Journalists nationwide have been closely watching the Sarah Palin vs New York Times libel lawsuit in New York, worried about the shockwaves a finding in favor of Palin would case in the media. But, everyone can calm down now, because after a week of testimony - including by Sarah Palin herself - the judge has determined that she did not meet the legal standard required to show that the newspaper actually acted with "malice" when they published a 2017 editorial that included a claim about her that she felt was libelous.
The Washington Post reports that Judge Rakoff "told the lawyers involved in the case that he will formally issue his ruling after a jury that has been deliberating since Friday returns its decision." He acknowledged that he expects the decision to be appealed. But do not completely congratulate Rakoff. He was extremely critical of the Times' error, which was a compilation of "phrases within a larger essay that inaccurately suggested a link of “incitement” between the crosshairs that her political action committee imprinted on a congressional map and a 2011 mass shooting in Tucson."
Even though he felt strongly about the New York Times' error, he told the parties that "the law sets a very high standard for actual malice, and in this case the court finds that that standard has not been met.” Palin's team felt that Bennet, then editorial page editor, knew that certain statements in the editorial were false. The judge disagreed.
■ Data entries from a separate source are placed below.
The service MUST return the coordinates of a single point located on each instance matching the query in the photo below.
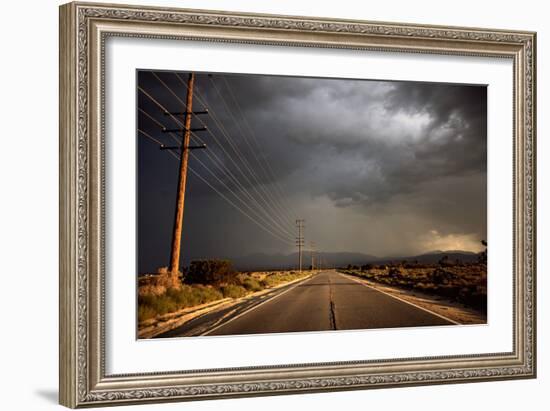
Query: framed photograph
(259, 204)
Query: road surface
(327, 301)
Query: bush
(213, 272)
(233, 291)
(252, 284)
(150, 306)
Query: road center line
(257, 305)
(400, 299)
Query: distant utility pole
(184, 159)
(312, 250)
(300, 241)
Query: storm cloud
(383, 168)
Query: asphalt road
(326, 301)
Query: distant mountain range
(261, 261)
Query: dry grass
(464, 283)
(155, 300)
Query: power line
(268, 169)
(224, 132)
(286, 241)
(275, 204)
(242, 188)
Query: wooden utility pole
(312, 245)
(300, 241)
(180, 202)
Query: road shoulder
(448, 309)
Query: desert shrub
(251, 284)
(396, 271)
(145, 312)
(233, 291)
(441, 276)
(151, 305)
(211, 272)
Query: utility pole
(300, 241)
(184, 159)
(312, 250)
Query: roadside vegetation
(202, 282)
(465, 283)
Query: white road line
(256, 306)
(400, 299)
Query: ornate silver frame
(83, 30)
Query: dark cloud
(346, 155)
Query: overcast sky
(382, 168)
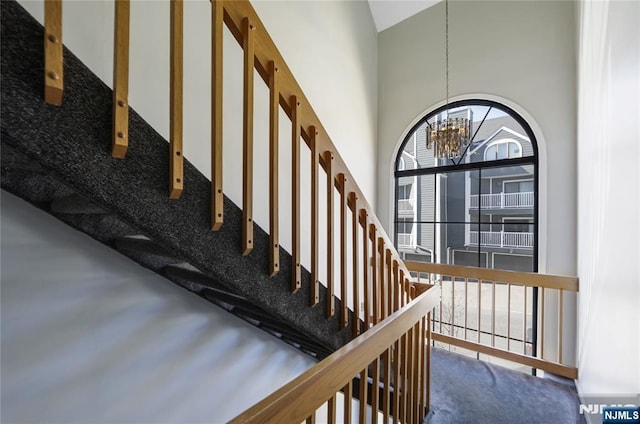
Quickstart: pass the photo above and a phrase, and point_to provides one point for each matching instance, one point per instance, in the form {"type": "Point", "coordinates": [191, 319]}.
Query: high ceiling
{"type": "Point", "coordinates": [387, 13]}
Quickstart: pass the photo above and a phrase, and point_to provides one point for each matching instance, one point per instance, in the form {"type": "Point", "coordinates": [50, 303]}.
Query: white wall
{"type": "Point", "coordinates": [521, 53]}
{"type": "Point", "coordinates": [608, 198]}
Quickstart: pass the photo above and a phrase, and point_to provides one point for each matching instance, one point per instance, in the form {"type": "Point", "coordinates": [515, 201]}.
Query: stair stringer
{"type": "Point", "coordinates": [50, 153]}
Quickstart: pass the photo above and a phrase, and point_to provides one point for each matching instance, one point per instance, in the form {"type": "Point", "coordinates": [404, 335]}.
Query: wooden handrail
{"type": "Point", "coordinates": [120, 136]}
{"type": "Point", "coordinates": [266, 51]}
{"type": "Point", "coordinates": [378, 258]}
{"type": "Point", "coordinates": [450, 274]}
{"type": "Point", "coordinates": [529, 279]}
{"type": "Point", "coordinates": [297, 400]}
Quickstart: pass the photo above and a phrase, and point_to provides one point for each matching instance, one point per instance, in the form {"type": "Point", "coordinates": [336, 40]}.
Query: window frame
{"type": "Point", "coordinates": [532, 160]}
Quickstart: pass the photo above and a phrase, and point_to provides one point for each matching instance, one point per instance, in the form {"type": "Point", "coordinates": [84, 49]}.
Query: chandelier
{"type": "Point", "coordinates": [448, 136]}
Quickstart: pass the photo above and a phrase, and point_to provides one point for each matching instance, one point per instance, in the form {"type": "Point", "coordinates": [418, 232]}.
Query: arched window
{"type": "Point", "coordinates": [478, 206]}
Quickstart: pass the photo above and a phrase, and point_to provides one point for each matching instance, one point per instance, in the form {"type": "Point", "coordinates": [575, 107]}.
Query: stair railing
{"type": "Point", "coordinates": [489, 311]}
{"type": "Point", "coordinates": [395, 354]}
{"type": "Point", "coordinates": [377, 271]}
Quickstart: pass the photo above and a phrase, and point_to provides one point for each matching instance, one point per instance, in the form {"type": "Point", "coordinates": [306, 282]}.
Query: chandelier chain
{"type": "Point", "coordinates": [446, 47]}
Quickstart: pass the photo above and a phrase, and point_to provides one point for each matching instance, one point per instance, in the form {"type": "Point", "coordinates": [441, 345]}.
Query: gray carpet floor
{"type": "Point", "coordinates": [465, 390]}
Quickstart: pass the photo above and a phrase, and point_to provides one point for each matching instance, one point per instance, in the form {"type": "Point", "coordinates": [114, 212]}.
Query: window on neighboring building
{"type": "Point", "coordinates": [503, 149]}
{"type": "Point", "coordinates": [478, 209]}
{"type": "Point", "coordinates": [404, 192]}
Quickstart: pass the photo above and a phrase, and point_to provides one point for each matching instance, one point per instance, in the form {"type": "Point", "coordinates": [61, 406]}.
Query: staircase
{"type": "Point", "coordinates": [58, 158]}
{"type": "Point", "coordinates": [75, 162]}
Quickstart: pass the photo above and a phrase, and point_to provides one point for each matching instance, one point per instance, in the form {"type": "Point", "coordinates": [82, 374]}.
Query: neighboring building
{"type": "Point", "coordinates": [476, 210]}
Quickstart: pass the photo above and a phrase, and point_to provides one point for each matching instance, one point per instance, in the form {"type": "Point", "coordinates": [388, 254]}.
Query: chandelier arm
{"type": "Point", "coordinates": [473, 137]}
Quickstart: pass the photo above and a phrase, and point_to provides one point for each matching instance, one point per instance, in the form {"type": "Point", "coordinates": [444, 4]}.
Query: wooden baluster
{"type": "Point", "coordinates": [176, 169]}
{"type": "Point", "coordinates": [386, 378]}
{"type": "Point", "coordinates": [274, 106]}
{"type": "Point", "coordinates": [375, 306]}
{"type": "Point", "coordinates": [315, 296]}
{"type": "Point", "coordinates": [441, 308]}
{"type": "Point", "coordinates": [330, 297]}
{"type": "Point", "coordinates": [493, 313]}
{"type": "Point", "coordinates": [541, 323]}
{"type": "Point", "coordinates": [396, 287]}
{"type": "Point", "coordinates": [560, 318]}
{"type": "Point", "coordinates": [375, 390]}
{"type": "Point", "coordinates": [524, 320]}
{"type": "Point", "coordinates": [348, 398]}
{"type": "Point", "coordinates": [296, 277]}
{"type": "Point", "coordinates": [363, 396]}
{"type": "Point", "coordinates": [217, 196]}
{"type": "Point", "coordinates": [453, 305]}
{"type": "Point", "coordinates": [389, 284]}
{"type": "Point", "coordinates": [402, 289]}
{"type": "Point", "coordinates": [120, 136]}
{"type": "Point", "coordinates": [508, 316]}
{"type": "Point", "coordinates": [365, 266]}
{"type": "Point", "coordinates": [397, 359]}
{"type": "Point", "coordinates": [427, 370]}
{"type": "Point", "coordinates": [416, 372]}
{"type": "Point", "coordinates": [356, 283]}
{"type": "Point", "coordinates": [344, 311]}
{"type": "Point", "coordinates": [247, 136]}
{"type": "Point", "coordinates": [53, 62]}
{"type": "Point", "coordinates": [423, 364]}
{"type": "Point", "coordinates": [404, 380]}
{"type": "Point", "coordinates": [479, 307]}
{"type": "Point", "coordinates": [466, 306]}
{"type": "Point", "coordinates": [331, 410]}
{"type": "Point", "coordinates": [382, 299]}
{"type": "Point", "coordinates": [409, 377]}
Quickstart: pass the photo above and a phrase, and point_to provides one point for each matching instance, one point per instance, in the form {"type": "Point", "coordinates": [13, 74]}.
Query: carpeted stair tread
{"type": "Point", "coordinates": [51, 153]}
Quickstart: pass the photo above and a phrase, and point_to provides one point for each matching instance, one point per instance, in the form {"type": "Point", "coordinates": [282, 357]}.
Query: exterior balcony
{"type": "Point", "coordinates": [520, 240]}
{"type": "Point", "coordinates": [406, 208]}
{"type": "Point", "coordinates": [523, 200]}
{"type": "Point", "coordinates": [406, 241]}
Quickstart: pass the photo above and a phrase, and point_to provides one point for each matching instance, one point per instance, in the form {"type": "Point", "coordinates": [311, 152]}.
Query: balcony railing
{"type": "Point", "coordinates": [406, 240]}
{"type": "Point", "coordinates": [502, 200]}
{"type": "Point", "coordinates": [501, 239]}
{"type": "Point", "coordinates": [489, 311]}
{"type": "Point", "coordinates": [406, 207]}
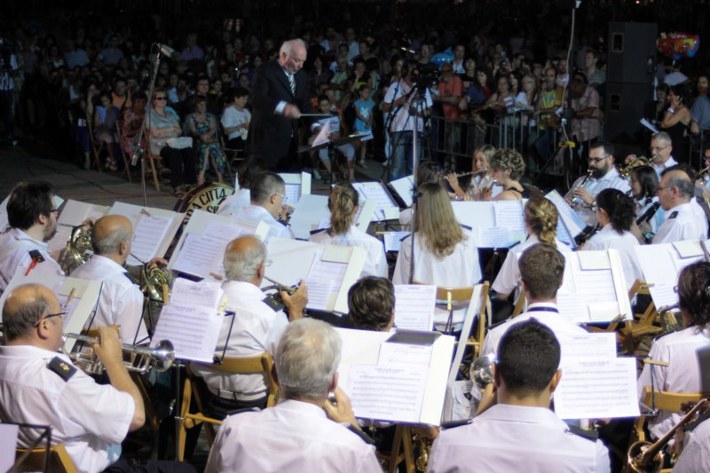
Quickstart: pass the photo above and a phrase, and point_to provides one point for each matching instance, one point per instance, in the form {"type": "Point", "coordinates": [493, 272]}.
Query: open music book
{"type": "Point", "coordinates": [200, 250]}
{"type": "Point", "coordinates": [329, 271]}
{"type": "Point", "coordinates": [153, 230]}
{"type": "Point", "coordinates": [395, 376]}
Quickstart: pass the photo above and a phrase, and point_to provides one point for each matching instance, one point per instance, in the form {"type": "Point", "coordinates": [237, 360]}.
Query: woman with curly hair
{"type": "Point", "coordinates": [615, 214]}
{"type": "Point", "coordinates": [444, 253]}
{"type": "Point", "coordinates": [681, 373]}
{"type": "Point", "coordinates": [507, 166]}
{"type": "Point", "coordinates": [541, 218]}
{"type": "Point", "coordinates": [343, 203]}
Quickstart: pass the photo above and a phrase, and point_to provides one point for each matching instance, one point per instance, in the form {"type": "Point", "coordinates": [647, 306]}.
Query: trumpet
{"type": "Point", "coordinates": [140, 359]}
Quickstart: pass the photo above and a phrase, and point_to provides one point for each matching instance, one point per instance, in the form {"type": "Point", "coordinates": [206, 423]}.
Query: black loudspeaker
{"type": "Point", "coordinates": [625, 105]}
{"type": "Point", "coordinates": [632, 52]}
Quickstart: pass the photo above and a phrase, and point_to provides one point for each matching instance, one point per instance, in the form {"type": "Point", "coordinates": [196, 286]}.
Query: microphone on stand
{"type": "Point", "coordinates": [167, 50]}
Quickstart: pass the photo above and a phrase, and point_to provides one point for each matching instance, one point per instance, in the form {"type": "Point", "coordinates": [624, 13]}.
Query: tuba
{"type": "Point", "coordinates": [645, 457]}
{"type": "Point", "coordinates": [78, 249]}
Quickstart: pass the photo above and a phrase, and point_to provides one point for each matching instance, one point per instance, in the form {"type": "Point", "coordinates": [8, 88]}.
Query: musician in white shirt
{"type": "Point", "coordinates": [615, 212]}
{"type": "Point", "coordinates": [344, 205]}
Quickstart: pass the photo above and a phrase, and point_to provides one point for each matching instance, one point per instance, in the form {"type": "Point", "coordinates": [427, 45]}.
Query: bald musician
{"type": "Point", "coordinates": [256, 329]}
{"type": "Point", "coordinates": [685, 219]}
{"type": "Point", "coordinates": [38, 385]}
{"type": "Point", "coordinates": [520, 432]}
{"type": "Point", "coordinates": [121, 300]}
{"type": "Point", "coordinates": [33, 220]}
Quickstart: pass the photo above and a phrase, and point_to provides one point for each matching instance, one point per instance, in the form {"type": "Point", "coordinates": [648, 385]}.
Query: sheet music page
{"type": "Point", "coordinates": [293, 193]}
{"type": "Point", "coordinates": [9, 432]}
{"type": "Point", "coordinates": [60, 239]}
{"type": "Point", "coordinates": [191, 320]}
{"type": "Point", "coordinates": [392, 393]}
{"type": "Point", "coordinates": [589, 346]}
{"type": "Point", "coordinates": [200, 255]}
{"type": "Point", "coordinates": [393, 240]}
{"type": "Point", "coordinates": [509, 215]}
{"type": "Point", "coordinates": [414, 306]}
{"type": "Point", "coordinates": [405, 354]}
{"type": "Point", "coordinates": [597, 389]}
{"type": "Point", "coordinates": [495, 237]}
{"type": "Point", "coordinates": [148, 235]}
{"type": "Point", "coordinates": [325, 279]}
{"type": "Point", "coordinates": [403, 188]}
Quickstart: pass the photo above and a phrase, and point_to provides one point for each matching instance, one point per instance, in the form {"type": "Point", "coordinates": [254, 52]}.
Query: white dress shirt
{"type": "Point", "coordinates": [610, 180]}
{"type": "Point", "coordinates": [15, 247]}
{"type": "Point", "coordinates": [545, 313]}
{"type": "Point", "coordinates": [683, 222]}
{"type": "Point", "coordinates": [682, 374]}
{"type": "Point", "coordinates": [459, 269]}
{"type": "Point", "coordinates": [511, 439]}
{"type": "Point", "coordinates": [375, 262]}
{"type": "Point", "coordinates": [659, 168]}
{"type": "Point", "coordinates": [608, 238]}
{"type": "Point", "coordinates": [292, 437]}
{"type": "Point", "coordinates": [256, 213]}
{"type": "Point", "coordinates": [257, 329]}
{"type": "Point", "coordinates": [234, 203]}
{"type": "Point", "coordinates": [695, 457]}
{"type": "Point", "coordinates": [508, 278]}
{"type": "Point", "coordinates": [121, 301]}
{"type": "Point", "coordinates": [90, 419]}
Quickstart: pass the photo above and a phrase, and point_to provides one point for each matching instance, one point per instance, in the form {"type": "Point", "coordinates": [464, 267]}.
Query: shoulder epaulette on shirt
{"type": "Point", "coordinates": [241, 411]}
{"type": "Point", "coordinates": [452, 424]}
{"type": "Point", "coordinates": [365, 438]}
{"type": "Point", "coordinates": [592, 435]}
{"type": "Point", "coordinates": [62, 368]}
{"type": "Point", "coordinates": [131, 278]}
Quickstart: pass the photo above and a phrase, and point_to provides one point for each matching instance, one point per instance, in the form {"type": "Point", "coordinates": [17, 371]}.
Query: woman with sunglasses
{"type": "Point", "coordinates": [163, 127]}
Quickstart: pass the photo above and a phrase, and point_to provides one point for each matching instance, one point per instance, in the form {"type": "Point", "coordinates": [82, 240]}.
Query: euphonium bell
{"type": "Point", "coordinates": [78, 249]}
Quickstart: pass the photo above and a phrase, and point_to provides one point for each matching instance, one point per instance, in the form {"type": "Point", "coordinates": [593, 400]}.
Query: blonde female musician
{"type": "Point", "coordinates": [507, 166]}
{"type": "Point", "coordinates": [444, 253]}
{"type": "Point", "coordinates": [615, 214]}
{"type": "Point", "coordinates": [343, 204]}
{"type": "Point", "coordinates": [481, 186]}
{"type": "Point", "coordinates": [541, 226]}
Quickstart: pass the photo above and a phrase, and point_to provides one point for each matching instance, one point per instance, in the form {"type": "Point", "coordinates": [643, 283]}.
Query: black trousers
{"type": "Point", "coordinates": [182, 164]}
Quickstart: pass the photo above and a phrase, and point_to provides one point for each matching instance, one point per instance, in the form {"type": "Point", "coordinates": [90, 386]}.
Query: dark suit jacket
{"type": "Point", "coordinates": [273, 137]}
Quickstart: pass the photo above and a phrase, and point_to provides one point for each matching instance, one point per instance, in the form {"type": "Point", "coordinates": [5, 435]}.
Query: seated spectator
{"type": "Point", "coordinates": [236, 118]}
{"type": "Point", "coordinates": [164, 126]}
{"type": "Point", "coordinates": [203, 126]}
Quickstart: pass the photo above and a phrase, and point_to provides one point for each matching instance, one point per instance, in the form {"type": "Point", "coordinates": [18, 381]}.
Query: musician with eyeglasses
{"type": "Point", "coordinates": [602, 174]}
{"type": "Point", "coordinates": [520, 432]}
{"type": "Point", "coordinates": [685, 219]}
{"type": "Point", "coordinates": [121, 300]}
{"type": "Point", "coordinates": [32, 217]}
{"type": "Point", "coordinates": [268, 204]}
{"type": "Point", "coordinates": [40, 386]}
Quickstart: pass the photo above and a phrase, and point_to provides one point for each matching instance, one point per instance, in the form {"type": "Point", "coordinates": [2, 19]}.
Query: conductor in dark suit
{"type": "Point", "coordinates": [280, 96]}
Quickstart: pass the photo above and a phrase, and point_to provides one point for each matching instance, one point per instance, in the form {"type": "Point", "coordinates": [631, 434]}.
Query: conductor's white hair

The case was a shocking one to even have made it onto a docket in any United States courtroom. It was the first libel lawsuit against the New York Times to actually go trial in almost 20 years. The lawsuit was first filed in 2017 after an editorial called "America’s Lethal Politics” written shortly after the shooting of GOP lawmakers at a baseball field in Alexandria, VA. The editorial talked passionately about gun ownership and toxic political discourse and "made a connection between the Alexandria shooting and a 2011 attack at a Tucson shopping center that left then-Rep. Gabrielle Giffords (D-Ariz.) gravely wounded and six other people dead." It then made a link to Sarah Palin, stating that “Before the shooting, Sarah Palin’s political action committee circulated a map of targeted electoral districts that put Ms. Giffords and 19 other Democrats under stylized crosshairs.”
But investigators never found a link between Palin's map and Giffords shooting. The Times corrected the error quickly, but not fast enough for Sarah Palin. Her initial filing was dismissed by the same judge, but an appellate court reversed his finding and it came right back to his docket...only to be dismissed now.
The Times celebrated the ruling, with a spokeswoman saying: “It is a reaffirmation of a fundamental tenet of American law: public figures should not be permitted to use libel suits to punish or intimidate news organizations that make, acknowledge and swiftly correct unintentional errors."
Meanwhile, the jury has actually not come back with a verdict.